Lawrenceville is the seat of Gwinnett County, one of the fastest-growing in the United States. The city is thirty-one miles northeast of Atlanta, with an area of thirteen square miles.
History
Gwinnett County, once Creek Indian territory, was created in 1818, before the land had been surveyed and distributed in a land lottery. When the lottery was held in 1820, county officials chose a site near the geographic center of the county for the seat, and Elisha Winn, an inferior court judge, traveled to Milledgeville, then the state capital, to buy the 250-acre property for $200. The town was named for Captain James Lawrence, a naval hero of the War of 1812.
Lawrenceville, the county’s oldest city, grew rapidly. The area was mostly agricultural, and businesses in the city catered to the farming community. The first church built in town was Fairview Presbyterian, organized in 1823. In 1824 Lawrenceville Academy, the first known school, was organized. The Lawrenceville Female Seminary was incorporated by the state legislature in 1837, and the present building, constructed circa 1855, now houses the Gwinnett History Museum. Located on South Perry Street, it is the oldest building in Lawrenceville. The old courthouse, designed by architect Edmund G. Lind, was constructed on the town square in 1885. Gwinnett County restored the building in 1992, and it is now used for special events. A monument on the courthouse lawn commemorates the deaths of eight citizens, including a lawyer from Lawrenceville, who were killed by Creek Indians during the Second Seminole War in 1836.

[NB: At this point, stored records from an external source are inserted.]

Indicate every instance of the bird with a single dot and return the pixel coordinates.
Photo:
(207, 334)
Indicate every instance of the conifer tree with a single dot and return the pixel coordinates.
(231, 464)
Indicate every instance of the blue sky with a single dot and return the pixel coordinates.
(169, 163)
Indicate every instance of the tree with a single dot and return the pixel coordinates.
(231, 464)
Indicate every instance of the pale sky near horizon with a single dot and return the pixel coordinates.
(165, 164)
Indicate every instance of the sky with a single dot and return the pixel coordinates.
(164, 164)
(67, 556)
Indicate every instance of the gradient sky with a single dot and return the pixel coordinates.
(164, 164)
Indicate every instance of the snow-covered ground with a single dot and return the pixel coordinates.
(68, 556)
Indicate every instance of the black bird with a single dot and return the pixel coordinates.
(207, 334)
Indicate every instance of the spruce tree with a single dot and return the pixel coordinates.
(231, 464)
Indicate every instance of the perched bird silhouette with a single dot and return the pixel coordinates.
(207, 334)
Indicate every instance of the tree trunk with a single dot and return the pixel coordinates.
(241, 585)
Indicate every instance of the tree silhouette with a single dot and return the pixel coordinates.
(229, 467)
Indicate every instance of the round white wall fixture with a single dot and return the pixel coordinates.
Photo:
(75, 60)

Two trials held in Lawrenceville 147 years apart made national headlines. On September 15, 1831, eleven missionaries were tried for illegal residence in the Cherokee Nation as part of the state’s attempt to wrest the land from the Cherokees. The case eventually made its way to the Supreme Court as Worcester v. Georgia (1832). In 1978 Larry Flynt, a publisher of adult magazines, was on trial for obscenity. While walking back to the courthouse after lunch, he was shot by Joseph Paul Franklin, a serial killer, and left paralyzed from the waist down.

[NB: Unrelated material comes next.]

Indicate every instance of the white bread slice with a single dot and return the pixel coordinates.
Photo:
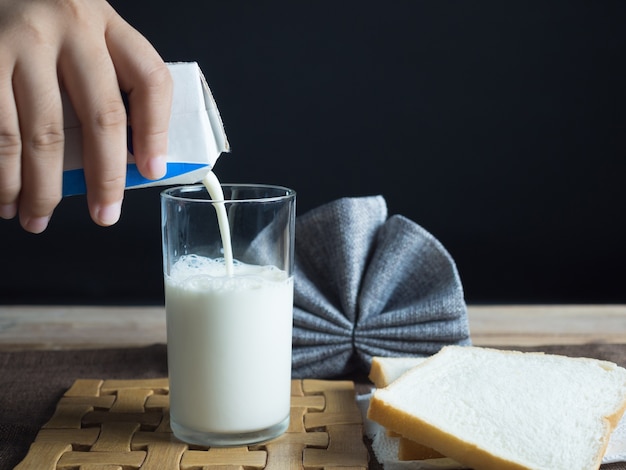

Lawrenceville saw no battles during the Civil War (1861-65), although Union forces did send foraging parties into the area. These forces burned the cotton mill, a major employer of townspeople. The economy was in a shambles, and the business climate looked rather bleak for the county seat.
In 1871 the Southern Railway was constructed through the northwest section of Gwinnett County. New business followed the rail lines, and soon new towns such as Buford and Norcross were thriving. A Lawrenceville attorney, T. M. Peeples, who was also editor and publisher of the Gwinnett Herald newspaper, started a drive to connect Lawrenceville to this new rail line. The Lawrenceville Branch Railroad, which connected to the Southern Railway at Suwanee, opened for business in 1881, and the city began to grow again. With the building of the Seaboard Air Line railroad in 1891-92, Lawrenceville had excellent transportation connections to the rest of the country. A branch line of the Seaboard, constructed in 1898, connected Lawrenceville with Loganville.

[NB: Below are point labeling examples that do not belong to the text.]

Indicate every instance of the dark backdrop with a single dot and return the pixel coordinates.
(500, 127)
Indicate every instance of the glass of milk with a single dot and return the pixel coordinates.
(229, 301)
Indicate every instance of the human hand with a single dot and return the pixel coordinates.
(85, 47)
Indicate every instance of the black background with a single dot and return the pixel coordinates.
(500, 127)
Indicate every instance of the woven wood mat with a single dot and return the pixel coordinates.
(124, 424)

The city grew slowly until the 1970s, when a boom in metropolitan Atlanta’s growth spurred the growth of Lawrenceville and Gwinnett. Lawrenceville’s population was 8,928 in 1980, and by 1990 it had nearly doubled to 17,250. According to the 2020 U.S. census, the population was 30,629.
Industry, Education, and Recreation
Today a broad mix of companies, from the huge Georgia-Pacific distribution center to the Raco Industrial Park, with dozens of warehouses and light industries, provide employment for thousands. The downtown area around the old courthouse was revitalized in the late 1990s and early twenty-first century. The largest hospital in the area, the 224-bed Gwinnett Medical Center, is located in Lawrenceville. About two miles east of the hospital is Briscoe Field, the Gwinnett County Airport, which is the third busiest airport in Georgia. It handles light general aviation and most corporate jets. Three flight schools also operate at Briscoe.
Lawrenceville had its own public school system at one time, created by an act of the state legislature in 1893. Today Gwinnett County Public Schools serve the students of the city. The Gwinnett University Center (GUC) opened in January 2002, with an initial enrollment of 5,000 students. Fall 2004 enrollment was well over 8,000. Located on 177 acres of land at the intersection of Collins Hill Road and State Road 316, the GUC offered degrees from the University of Georgia, Georgia State University Perimeter College, Southern Polytechnic State University (later Kennesaw State University), and the Medical College of Georgia (later Georgia Health Sciences University). In 2005 the Board of Regents authorized the transition of the GUC to Georgia Gwinnett College, the thirty-sixth institution of the University System of Georgia. The city is also home to Gwinnett Technical College, administered by the Technical College System of Georgia.
Lawrenceville has two parks within the city limits. Rhodes Jordan Park comprises 162 acres, with an aquatic center, ball fields, and a senior citizens center. Tennis courts, picnic pavilions, and a walking trail that skirts the twenty-two-acre fishing lake make it one of the area’s most used parks. City Park West is smaller, and includes ball fields and a gymnasium.